Within moments, two 12-year-old students were wounded. A beloved teacher — a military veteran — lay dead. And the 12-year-old shooter, armed with his parents’ gun, took his own life, silencing any way of understanding what he was thinking.
“It’s not clear as of right now if he was targeting anyone in particular,” Deputy Chief Tom Miller of the Sparks Police Department said on CNN’s “New Day” Tuesday.
‘I think he took out his bullying’
Before Monday morning, the boy seemed like the antithesis of a school shooter.
“He was really a nice kid,” schoolmate Amaya Newton said. “He would make you smile when you were having bad day.”
But for whatever reason, the boy, whom authorities have not identified, took his parents’ handgun to school, a federal law enforcement source said. Miller said Tuesday that authorities aren’t positive where the gun came from, but believe it belonged to his parents.

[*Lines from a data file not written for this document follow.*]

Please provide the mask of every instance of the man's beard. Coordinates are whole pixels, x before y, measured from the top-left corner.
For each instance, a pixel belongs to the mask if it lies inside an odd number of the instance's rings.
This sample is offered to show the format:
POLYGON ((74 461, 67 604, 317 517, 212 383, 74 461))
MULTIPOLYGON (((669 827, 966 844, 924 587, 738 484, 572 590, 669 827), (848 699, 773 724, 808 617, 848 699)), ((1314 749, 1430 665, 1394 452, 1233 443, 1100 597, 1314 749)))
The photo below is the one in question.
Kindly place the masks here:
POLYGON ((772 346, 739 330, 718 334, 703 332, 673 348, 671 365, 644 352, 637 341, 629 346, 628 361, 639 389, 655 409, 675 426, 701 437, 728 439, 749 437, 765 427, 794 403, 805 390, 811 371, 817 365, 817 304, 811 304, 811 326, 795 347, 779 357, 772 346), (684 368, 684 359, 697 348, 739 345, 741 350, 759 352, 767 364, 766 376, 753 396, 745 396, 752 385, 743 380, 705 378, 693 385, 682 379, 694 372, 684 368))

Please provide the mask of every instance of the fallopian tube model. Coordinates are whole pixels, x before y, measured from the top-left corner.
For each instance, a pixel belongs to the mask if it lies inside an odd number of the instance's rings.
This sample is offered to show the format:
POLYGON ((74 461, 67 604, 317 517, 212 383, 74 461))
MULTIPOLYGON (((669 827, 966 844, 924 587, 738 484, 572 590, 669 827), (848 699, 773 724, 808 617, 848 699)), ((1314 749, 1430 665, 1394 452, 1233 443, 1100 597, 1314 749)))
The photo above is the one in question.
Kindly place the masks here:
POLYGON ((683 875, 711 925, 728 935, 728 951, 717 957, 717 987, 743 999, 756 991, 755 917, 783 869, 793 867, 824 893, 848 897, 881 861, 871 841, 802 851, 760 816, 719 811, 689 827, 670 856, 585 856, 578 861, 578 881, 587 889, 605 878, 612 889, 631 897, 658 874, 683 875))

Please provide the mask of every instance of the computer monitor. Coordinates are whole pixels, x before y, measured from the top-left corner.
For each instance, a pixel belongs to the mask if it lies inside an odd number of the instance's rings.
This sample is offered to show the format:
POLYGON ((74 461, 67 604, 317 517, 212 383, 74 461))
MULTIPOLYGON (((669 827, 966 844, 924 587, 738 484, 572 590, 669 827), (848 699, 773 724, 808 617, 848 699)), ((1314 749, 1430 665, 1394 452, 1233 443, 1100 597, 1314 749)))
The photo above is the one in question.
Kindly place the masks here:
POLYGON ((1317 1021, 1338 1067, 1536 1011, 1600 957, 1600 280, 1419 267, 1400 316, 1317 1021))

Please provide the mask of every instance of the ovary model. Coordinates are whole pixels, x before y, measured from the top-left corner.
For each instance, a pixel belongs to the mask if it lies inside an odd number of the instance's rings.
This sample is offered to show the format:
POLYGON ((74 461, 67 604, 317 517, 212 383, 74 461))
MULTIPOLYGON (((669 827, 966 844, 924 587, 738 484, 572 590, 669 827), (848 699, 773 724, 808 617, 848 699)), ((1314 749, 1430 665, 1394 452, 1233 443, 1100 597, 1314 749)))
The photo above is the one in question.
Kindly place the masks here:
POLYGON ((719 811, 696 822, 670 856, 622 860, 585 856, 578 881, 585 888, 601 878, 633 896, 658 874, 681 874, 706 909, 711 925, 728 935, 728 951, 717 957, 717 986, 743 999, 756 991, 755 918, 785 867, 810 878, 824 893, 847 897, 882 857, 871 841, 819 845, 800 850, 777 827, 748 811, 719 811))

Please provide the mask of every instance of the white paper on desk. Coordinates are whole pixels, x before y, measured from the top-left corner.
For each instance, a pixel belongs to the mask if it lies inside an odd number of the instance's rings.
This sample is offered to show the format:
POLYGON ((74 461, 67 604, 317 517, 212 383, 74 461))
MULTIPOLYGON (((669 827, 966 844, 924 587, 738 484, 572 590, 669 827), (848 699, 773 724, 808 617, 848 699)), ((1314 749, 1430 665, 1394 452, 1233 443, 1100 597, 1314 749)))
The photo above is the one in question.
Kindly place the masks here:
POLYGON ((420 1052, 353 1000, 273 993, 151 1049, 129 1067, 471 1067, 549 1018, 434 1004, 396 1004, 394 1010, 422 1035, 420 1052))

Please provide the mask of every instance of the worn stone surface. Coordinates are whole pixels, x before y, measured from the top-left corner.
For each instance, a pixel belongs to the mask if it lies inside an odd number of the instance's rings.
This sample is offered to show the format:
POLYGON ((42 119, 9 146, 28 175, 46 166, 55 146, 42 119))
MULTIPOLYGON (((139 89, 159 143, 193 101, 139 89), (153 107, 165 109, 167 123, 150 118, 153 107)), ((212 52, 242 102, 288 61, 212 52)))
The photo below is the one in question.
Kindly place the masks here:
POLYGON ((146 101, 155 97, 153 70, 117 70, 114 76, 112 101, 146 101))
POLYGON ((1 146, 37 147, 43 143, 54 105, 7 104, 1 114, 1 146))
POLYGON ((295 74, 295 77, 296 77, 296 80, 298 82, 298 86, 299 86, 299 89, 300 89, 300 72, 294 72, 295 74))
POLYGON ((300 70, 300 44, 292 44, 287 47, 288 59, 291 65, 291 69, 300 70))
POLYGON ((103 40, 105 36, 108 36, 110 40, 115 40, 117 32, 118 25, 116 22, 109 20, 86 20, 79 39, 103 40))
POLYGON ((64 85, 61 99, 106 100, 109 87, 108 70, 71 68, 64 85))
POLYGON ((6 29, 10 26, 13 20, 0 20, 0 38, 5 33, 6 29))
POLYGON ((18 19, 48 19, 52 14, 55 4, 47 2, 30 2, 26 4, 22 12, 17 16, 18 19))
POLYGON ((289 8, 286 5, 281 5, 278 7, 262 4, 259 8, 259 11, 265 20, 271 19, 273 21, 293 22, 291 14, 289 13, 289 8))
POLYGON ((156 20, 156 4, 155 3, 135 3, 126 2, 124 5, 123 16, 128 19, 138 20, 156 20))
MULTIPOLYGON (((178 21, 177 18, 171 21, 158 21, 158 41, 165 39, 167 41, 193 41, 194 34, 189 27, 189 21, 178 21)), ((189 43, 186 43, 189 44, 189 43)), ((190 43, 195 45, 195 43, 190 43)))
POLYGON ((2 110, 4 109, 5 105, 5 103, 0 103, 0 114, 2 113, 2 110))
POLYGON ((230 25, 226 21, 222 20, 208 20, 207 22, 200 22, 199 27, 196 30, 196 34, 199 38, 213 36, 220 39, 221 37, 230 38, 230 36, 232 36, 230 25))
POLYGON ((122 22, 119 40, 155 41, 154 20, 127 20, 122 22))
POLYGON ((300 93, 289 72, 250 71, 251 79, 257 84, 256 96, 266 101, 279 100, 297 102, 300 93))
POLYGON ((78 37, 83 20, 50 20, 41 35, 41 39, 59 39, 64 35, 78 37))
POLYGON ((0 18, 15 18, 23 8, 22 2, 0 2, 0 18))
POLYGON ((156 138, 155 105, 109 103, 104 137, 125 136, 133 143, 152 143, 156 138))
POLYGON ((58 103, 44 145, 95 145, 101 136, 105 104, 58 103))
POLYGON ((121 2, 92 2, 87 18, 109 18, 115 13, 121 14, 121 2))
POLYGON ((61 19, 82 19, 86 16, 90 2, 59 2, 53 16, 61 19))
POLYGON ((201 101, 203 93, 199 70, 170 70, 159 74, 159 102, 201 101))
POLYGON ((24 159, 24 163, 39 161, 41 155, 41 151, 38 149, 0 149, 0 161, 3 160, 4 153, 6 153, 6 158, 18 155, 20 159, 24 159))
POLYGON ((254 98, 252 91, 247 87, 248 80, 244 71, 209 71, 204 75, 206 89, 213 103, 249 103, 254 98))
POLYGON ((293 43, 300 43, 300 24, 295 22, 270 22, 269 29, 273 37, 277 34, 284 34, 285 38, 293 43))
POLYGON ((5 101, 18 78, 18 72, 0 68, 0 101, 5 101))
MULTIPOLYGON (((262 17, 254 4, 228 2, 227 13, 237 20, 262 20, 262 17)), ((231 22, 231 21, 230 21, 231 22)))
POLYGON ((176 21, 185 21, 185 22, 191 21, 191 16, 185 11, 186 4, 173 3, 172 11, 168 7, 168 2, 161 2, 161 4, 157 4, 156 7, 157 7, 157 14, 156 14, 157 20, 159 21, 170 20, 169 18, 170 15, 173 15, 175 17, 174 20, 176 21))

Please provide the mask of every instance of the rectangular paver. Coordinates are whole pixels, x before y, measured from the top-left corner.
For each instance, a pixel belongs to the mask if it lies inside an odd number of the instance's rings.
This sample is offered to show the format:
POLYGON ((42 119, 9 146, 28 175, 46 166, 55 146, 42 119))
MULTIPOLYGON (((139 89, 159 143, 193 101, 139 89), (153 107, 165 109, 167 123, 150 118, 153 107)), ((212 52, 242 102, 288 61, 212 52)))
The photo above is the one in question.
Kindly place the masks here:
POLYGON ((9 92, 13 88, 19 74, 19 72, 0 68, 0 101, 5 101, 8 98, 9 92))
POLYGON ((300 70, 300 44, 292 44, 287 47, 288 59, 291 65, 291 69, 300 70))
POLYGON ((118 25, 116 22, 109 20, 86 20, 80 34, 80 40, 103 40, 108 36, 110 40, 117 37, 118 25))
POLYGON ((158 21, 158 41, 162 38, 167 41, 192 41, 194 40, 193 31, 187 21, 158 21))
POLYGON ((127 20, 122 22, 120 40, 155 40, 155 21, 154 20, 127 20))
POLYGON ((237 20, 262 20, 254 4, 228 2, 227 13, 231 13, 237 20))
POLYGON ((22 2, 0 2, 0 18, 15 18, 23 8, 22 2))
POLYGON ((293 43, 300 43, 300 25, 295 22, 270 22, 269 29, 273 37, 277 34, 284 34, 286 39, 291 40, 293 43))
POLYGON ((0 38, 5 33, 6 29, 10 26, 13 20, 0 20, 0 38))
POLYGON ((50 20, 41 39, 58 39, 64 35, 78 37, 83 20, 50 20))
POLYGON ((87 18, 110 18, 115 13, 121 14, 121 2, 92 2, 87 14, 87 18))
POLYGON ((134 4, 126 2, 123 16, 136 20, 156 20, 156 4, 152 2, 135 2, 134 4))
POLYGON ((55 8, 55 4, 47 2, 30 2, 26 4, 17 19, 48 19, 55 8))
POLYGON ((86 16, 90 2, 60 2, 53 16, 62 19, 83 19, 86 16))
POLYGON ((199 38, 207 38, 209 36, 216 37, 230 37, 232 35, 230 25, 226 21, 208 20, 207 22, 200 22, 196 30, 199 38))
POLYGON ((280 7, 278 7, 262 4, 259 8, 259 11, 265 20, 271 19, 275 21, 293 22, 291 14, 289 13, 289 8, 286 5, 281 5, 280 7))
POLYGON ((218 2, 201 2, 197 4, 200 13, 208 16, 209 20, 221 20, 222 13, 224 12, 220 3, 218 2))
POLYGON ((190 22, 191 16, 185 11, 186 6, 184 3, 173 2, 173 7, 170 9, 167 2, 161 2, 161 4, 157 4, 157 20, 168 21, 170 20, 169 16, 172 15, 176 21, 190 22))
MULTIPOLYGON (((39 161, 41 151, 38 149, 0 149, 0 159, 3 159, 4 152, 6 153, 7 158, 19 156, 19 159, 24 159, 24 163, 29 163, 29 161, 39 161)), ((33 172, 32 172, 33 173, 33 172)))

Amaya said she thought the two students wounded at the Nevada school — one shot in the cafeteria and the other in a hallway — were friends of the shooter.
The wounded students were in stable condition with non-life-threatening injuries Monday night, Miller said.
One had a stomach wound, the other was shot in the shoulder, Washoe County School District Police Chief Mike Mieras said.
Authorities have not released the wounded boys’ names.
Investigators haven’t determined what prompted the shooting. Miller said only that police are exploring all avenues.
Amaya said she “saw him getting bullied a couple of times, and I think he took out his bullying.”
Surviving Afghanistan, but not school
The teacher who died, Mike Landsberry, appeared to be trying to stop the incident when he was shot dead, Miller said Tuesday.
“It almost appears like he tried to talk him down,” he said.
True to his character, the former Marine, a popular math teacher at Sparks Middle School, rushed to help others when chaos erupted.
“That was the kind of person that Michael was,” his brother, Reggie Landsberry, told CNN. “He was the kind of person that if somebody needed help, he would be there.”
A Facebook memorial page for the teacher had more than 10,000 “likes” by early Tuesday. Thousands more honored him on a “Rest Easy Mr. Landsberry” page.
Returning to a national debate
The school will be closed for the rest of the week as the shooting reignites the national debate over gun violence and school safety.
Last week, a student at an Austin, Texas, high school killed himself in front of other students.
In August, a student at a high school in Winston-Salem, North Carolina, shot and wounded another student in the neck.
Another shooting took place at an Atlanta middle school in January, though no one was hit.
That same month, a California high school student wounded two people, one seriously.
The Nevada shooting comes almost a year after a gunman killed 26 people at Sandy Hook Elementary School in Newtown, Connecticut, igniting nationwide debate over gun violence and school safety.
Since the Newtown shootings last December, proposed school security plans across the country have included arming teachers, adding armed security guards and bringing in bulletproof backpacks and whiteboards.
Some teachers have started taking self-defense and combat classes in case a shooter enters their school. One class teaches how to escape or take cover but focused most of its four hours on how to fight and disarm an attacker — something few educators have ever considered how to do.
The mother of a student killed in Newtown said Monday’s shooting reinforces the need to find solutions to keep students safe.
“The unthinkable has happened yet again, this time in Sparks, Nevada,” Nicole Hockley said in a written statement. “It’s moments like this that demand that we unite as parents to find common sense solutions that keep our children — all children — safe, and prevent these tragedies from happening again and again.”
But what those solutions are will remain fuel for ongoing debate.
CNN’s Stephanie Elam, Evan Perez, Amanda Watts, Chuck Johnston and Kim Segal contributed to this report.